New Tautomer Detection Parameter for POST Batches API Call
To allow API workflows to mimic the new Tautomer Detection Compound Registration Workflow recently deployed within the CDD Vault GUI, a new "tautomer_resolution" parameter was added to the POST Batches API call. The options available when including this parameter are:
- first
"tautomer_resolution":"first"
- results in a new Batch being registered for the first Molecule detected as a potential tautomer
- new
"tautomer_resolution":"new"
- results in a new Molecule being registered
- prompt
"tautomer_resolution":"prompt"
- results in nothing being registered
- Existing tautomer molecule IDs are returned
This new "tautomer_resolution" parameter goes WITHIN the "molecule" section of your JSON: { "molecule": { "registration_type":"CHEMICAL_STRUCTURE", "smiles":"O=CC(C=O)O", "tautomer_resolution": "prompt"}, "projects":["Internal Data"] }
Helpful hints:
- The intent of the
"tautomer_resolution":"prompt"
parameter is to give you the Molecule IDs of the matching tautomers... then, you can use the POST Batches without the structure, and match on the Molecule ID or Name to register the new Batch of any existing Molecule.

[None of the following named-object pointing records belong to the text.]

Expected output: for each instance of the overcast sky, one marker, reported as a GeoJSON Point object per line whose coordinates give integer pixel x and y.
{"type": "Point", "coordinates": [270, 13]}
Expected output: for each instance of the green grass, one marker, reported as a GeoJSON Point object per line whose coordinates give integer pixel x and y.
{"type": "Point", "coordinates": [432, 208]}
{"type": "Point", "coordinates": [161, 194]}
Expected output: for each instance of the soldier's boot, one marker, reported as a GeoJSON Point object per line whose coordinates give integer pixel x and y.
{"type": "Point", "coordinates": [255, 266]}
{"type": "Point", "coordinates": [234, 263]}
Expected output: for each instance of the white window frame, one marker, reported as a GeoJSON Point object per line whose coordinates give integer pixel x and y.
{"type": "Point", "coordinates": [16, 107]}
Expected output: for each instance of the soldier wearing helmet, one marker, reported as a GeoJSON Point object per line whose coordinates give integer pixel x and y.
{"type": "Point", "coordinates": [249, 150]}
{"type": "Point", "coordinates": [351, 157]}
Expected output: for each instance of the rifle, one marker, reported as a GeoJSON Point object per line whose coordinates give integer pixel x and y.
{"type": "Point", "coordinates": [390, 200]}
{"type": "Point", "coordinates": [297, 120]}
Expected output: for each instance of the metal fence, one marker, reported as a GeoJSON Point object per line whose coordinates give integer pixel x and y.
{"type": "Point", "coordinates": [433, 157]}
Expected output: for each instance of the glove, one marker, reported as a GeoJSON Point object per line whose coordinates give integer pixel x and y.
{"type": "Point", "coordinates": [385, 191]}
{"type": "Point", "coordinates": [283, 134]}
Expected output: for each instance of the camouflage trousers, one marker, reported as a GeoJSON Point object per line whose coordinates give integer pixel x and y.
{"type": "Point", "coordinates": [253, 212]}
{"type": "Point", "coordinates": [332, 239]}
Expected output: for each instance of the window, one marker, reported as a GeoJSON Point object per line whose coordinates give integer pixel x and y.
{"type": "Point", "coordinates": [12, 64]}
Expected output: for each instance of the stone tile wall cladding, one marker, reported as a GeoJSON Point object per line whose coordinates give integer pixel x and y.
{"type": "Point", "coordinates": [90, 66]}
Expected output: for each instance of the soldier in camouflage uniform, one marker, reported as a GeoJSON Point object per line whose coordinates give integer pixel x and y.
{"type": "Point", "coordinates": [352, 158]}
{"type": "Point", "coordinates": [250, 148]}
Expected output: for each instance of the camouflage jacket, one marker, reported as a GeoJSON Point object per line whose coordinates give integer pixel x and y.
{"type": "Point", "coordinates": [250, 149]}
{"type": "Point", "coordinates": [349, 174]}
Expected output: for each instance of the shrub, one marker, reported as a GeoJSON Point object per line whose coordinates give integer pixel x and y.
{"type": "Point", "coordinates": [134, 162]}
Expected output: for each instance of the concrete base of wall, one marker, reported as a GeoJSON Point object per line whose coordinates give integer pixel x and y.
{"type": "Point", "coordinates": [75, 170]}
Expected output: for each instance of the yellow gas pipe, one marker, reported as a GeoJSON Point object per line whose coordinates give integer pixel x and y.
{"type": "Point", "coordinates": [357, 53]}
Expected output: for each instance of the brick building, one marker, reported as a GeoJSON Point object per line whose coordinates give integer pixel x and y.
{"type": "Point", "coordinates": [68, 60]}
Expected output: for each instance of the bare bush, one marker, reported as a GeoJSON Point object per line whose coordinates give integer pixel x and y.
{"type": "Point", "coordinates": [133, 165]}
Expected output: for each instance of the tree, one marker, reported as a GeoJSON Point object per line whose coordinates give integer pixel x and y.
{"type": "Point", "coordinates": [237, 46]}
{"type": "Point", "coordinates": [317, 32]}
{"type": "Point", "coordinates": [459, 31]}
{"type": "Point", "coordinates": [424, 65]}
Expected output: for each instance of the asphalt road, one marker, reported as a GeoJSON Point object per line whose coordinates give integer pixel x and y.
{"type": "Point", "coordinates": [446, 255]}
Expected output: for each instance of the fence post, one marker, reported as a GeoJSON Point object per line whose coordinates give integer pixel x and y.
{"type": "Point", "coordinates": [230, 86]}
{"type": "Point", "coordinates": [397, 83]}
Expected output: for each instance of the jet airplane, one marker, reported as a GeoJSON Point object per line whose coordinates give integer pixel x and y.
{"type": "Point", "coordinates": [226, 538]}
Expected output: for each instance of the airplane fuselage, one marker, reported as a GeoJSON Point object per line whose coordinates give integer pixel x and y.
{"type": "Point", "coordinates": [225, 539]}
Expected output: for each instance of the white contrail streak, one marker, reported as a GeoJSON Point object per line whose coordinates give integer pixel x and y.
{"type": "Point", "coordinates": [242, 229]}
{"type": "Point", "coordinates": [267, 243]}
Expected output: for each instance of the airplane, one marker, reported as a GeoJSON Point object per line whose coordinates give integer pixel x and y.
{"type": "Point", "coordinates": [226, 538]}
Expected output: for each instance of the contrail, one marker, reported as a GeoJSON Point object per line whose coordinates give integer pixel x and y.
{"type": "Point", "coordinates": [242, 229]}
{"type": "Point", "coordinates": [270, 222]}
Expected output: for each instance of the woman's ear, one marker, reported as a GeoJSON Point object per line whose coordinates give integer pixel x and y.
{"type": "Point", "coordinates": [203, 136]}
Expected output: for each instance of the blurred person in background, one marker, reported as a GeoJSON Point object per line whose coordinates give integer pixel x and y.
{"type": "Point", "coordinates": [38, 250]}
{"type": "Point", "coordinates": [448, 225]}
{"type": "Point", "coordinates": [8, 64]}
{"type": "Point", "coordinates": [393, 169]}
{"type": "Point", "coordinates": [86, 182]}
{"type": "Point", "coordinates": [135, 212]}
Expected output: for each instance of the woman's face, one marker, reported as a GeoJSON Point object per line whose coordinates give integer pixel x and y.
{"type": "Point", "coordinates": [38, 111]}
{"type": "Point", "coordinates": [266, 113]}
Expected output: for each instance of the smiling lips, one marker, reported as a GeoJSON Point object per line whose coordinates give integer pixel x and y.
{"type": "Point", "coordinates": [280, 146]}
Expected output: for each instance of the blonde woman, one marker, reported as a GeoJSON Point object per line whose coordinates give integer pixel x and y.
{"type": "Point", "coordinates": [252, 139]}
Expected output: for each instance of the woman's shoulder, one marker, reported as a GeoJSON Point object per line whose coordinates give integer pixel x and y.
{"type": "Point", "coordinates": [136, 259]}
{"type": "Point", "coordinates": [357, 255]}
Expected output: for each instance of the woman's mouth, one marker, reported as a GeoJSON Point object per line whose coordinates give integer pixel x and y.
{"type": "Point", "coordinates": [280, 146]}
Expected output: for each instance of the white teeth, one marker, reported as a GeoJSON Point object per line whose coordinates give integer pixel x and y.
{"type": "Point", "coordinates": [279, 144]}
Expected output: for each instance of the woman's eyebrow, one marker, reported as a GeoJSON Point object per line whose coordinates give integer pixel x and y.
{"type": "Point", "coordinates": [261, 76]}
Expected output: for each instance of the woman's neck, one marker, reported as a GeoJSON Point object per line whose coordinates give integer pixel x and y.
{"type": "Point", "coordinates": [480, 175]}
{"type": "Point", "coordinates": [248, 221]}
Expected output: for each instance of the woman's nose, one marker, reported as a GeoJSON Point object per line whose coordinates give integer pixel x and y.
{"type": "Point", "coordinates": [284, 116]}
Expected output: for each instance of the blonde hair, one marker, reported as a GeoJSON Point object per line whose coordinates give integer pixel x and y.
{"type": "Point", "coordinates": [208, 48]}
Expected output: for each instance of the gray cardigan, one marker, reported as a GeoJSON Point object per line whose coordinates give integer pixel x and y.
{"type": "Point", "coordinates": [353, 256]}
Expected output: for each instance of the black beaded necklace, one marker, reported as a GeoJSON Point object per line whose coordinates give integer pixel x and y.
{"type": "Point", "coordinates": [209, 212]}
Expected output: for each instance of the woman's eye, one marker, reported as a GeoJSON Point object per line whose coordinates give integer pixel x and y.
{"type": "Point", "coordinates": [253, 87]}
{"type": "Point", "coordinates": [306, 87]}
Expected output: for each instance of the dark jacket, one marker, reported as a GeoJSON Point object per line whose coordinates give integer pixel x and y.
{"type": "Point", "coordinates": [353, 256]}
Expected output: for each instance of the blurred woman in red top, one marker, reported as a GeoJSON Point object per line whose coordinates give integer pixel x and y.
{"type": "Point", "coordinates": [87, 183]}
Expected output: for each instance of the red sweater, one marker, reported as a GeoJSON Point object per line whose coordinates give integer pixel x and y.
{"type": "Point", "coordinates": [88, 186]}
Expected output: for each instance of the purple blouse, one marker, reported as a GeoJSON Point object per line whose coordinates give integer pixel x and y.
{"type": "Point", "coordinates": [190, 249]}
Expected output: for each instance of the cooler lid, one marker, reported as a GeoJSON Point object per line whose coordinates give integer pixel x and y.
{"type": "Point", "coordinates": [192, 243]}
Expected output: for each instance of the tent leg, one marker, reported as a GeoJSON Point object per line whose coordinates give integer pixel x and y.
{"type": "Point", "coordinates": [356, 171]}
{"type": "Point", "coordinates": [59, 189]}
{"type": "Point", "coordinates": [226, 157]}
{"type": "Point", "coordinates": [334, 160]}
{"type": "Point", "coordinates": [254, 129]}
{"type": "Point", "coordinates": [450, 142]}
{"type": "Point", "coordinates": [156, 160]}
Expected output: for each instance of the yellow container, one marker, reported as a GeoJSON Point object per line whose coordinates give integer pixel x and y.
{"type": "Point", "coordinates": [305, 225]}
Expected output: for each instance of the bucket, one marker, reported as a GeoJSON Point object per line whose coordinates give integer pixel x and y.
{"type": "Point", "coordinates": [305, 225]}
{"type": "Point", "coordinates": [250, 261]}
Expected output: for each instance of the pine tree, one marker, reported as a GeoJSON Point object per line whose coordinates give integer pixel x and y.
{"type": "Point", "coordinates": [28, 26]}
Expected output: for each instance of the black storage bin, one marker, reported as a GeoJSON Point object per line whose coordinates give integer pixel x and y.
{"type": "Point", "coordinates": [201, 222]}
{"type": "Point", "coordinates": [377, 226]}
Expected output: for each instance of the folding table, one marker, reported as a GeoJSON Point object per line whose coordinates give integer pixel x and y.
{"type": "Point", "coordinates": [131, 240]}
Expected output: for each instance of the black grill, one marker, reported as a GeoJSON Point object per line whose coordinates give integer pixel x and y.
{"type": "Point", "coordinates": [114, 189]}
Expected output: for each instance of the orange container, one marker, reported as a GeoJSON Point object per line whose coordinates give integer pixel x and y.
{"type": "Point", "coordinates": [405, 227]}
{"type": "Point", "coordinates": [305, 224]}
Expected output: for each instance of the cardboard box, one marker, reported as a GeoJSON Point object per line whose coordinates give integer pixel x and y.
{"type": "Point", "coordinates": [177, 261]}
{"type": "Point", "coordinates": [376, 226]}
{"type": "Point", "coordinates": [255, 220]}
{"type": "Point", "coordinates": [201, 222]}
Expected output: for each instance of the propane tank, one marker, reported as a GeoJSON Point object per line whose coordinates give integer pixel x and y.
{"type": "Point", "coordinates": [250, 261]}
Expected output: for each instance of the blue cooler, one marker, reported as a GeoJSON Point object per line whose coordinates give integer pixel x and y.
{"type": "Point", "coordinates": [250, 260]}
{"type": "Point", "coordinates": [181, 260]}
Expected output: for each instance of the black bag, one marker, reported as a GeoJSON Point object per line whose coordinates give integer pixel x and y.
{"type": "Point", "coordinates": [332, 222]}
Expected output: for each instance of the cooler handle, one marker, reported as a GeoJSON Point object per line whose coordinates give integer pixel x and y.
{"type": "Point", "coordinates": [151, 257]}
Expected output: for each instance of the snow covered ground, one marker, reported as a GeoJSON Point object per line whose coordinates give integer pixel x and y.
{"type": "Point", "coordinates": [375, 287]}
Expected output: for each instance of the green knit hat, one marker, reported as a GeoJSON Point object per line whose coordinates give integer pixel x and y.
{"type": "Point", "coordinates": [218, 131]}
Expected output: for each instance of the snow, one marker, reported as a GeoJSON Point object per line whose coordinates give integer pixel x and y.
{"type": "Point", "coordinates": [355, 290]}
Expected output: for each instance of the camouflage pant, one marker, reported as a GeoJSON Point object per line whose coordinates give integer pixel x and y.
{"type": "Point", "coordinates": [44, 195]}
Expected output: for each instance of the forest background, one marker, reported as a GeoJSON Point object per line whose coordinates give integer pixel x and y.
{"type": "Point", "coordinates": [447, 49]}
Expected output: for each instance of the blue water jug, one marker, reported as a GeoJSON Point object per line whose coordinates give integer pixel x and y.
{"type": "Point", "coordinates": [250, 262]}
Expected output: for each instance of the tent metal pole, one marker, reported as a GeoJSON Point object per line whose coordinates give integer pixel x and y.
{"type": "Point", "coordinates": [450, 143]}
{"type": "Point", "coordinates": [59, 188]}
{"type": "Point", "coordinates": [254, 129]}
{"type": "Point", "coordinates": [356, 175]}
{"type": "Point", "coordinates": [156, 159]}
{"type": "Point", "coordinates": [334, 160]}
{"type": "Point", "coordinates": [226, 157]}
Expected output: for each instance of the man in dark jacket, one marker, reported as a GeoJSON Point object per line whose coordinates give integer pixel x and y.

POST Batches with JSON like this: {"molecule": { "Registration_type":"chemical_structure", "name":"CWS-0005669" }, "projects": ["CW Test"]}
- The
"tautomer_resolution":"first"
is the default. So, if you leave out the "tautomer_resolution" parameter all together, "tautomer_resolution":"first"
is used and a new Batch will be registered for the first Molecule detected as a potential tautomer. (You are not warned that there were tautomers detected.)